We are also committed to being good stewards for agriculture, which includes responsible development and introduction of ag technologies and providing transparent information about how our products are developed.
Gene editing can help speed the development of new technology by creating an improved plant using the DNA that is native to that plant. In short, it makes it possible to deliver improved plant characteristics that could occur in nature or be developed through conventional breeding, but with greater precision, efficiency and speed.
As we leverage these new tools with broad-reaching benefits for farmers, consumers and the environment, we're deeply committed to transparency and stewardship — from lab, to field to market — which is why we're pleased to be a founding member of the Plant Breeding Innovation Management Program (PBI MP). This new program outlines a set of responsible management activities that should be part of an organization’s research, development and commercialization activities for products developed through advanced breeding techniques such as gene editing.
Why? Because we believe that seed products developed through gene editing should be treated the same as conventional products in regulations and policies. However, we realize that countries around the world have a wide range of regulatory approaches to technology and we are committed to working within these systems to bring product innovations to farmers that will improve their productivity and efficiency.
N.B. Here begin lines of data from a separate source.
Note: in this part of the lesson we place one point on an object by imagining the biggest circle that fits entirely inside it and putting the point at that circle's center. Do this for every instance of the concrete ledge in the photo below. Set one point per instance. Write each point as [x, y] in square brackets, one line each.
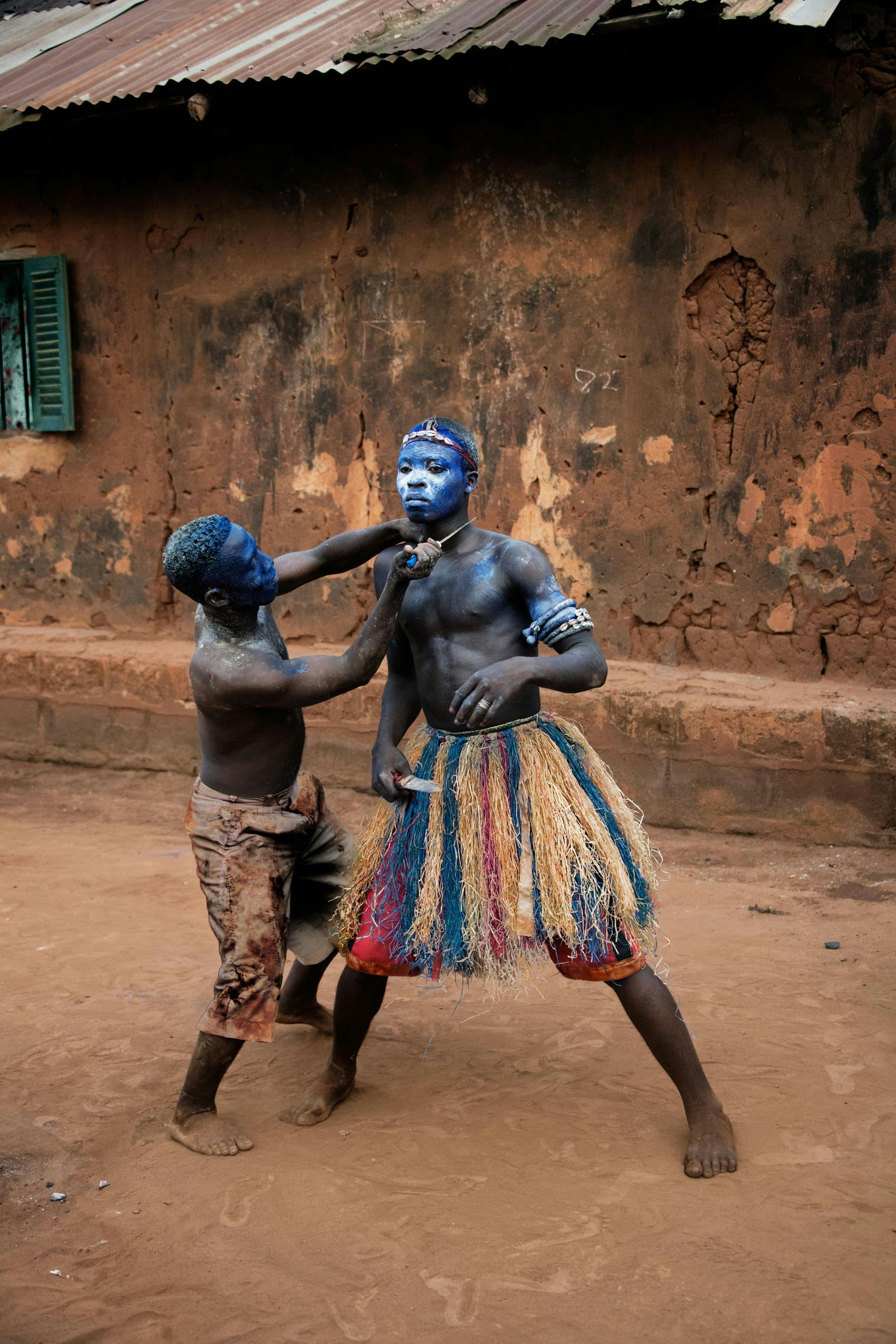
[723, 752]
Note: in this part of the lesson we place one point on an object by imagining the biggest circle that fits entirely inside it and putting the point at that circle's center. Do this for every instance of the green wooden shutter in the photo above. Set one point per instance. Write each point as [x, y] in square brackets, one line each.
[46, 294]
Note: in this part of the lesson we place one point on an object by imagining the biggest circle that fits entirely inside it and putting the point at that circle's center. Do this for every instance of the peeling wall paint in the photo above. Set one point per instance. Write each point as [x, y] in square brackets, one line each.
[669, 320]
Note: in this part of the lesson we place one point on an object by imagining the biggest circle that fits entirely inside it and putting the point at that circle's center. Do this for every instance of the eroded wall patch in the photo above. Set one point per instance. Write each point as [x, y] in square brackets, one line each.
[730, 306]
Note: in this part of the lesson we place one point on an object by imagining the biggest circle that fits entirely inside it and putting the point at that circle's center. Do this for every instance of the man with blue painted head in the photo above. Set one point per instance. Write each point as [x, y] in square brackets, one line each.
[503, 840]
[271, 856]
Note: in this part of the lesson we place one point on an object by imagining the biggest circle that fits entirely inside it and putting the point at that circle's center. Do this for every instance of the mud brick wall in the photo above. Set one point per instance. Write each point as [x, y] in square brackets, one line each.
[655, 272]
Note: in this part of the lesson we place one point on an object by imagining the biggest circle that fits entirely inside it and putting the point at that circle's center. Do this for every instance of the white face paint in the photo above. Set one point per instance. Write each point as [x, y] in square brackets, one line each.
[433, 482]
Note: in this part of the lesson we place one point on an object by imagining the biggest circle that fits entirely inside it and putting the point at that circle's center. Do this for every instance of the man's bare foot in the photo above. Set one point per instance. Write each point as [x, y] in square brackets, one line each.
[314, 1015]
[205, 1132]
[331, 1089]
[712, 1145]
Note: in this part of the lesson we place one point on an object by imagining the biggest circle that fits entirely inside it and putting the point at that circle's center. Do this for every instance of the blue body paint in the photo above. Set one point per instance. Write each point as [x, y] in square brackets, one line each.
[246, 573]
[433, 482]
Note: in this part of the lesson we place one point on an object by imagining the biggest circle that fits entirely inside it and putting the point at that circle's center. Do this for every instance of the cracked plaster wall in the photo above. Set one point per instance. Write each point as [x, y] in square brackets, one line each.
[668, 318]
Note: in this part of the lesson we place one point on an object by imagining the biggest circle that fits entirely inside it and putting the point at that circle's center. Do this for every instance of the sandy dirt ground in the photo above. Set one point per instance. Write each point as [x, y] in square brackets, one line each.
[504, 1171]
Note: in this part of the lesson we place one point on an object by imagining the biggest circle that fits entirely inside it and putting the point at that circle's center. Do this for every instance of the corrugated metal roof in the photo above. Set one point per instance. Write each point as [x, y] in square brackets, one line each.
[86, 53]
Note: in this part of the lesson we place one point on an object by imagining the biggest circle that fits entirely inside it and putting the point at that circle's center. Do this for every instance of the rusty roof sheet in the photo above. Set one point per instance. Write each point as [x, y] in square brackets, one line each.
[93, 53]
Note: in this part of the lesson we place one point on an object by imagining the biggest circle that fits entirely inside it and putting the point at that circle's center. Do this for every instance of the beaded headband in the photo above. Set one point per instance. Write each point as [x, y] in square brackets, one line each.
[429, 432]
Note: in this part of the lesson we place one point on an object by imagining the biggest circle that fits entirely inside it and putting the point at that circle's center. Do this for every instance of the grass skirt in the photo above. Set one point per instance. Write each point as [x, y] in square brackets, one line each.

The development of the PBI MP guidelines will establish a set of global best practices that will increase transparency and speed market access of these important innovations for both farmers and consumers. It also provides a way for technology developers like Corteva to listen to the voices of society, so we can understand their questions and better communicate the opportunities and benefits presented by new technologies.
We ultimately hope that this will forge a path where regulators and societies understand the benefits that new technologies can bring and support these technologies so that we can continue to develop crops that meet the future demands of farmers and a growing global population.
The PBI MP guidelines will be accessible to companies of all sizes and provided free of charge to university researchers and academics to ensure that everyone can follow consistent standards and have a voice in the development of exciting new technologies to benefit the world’s farmers.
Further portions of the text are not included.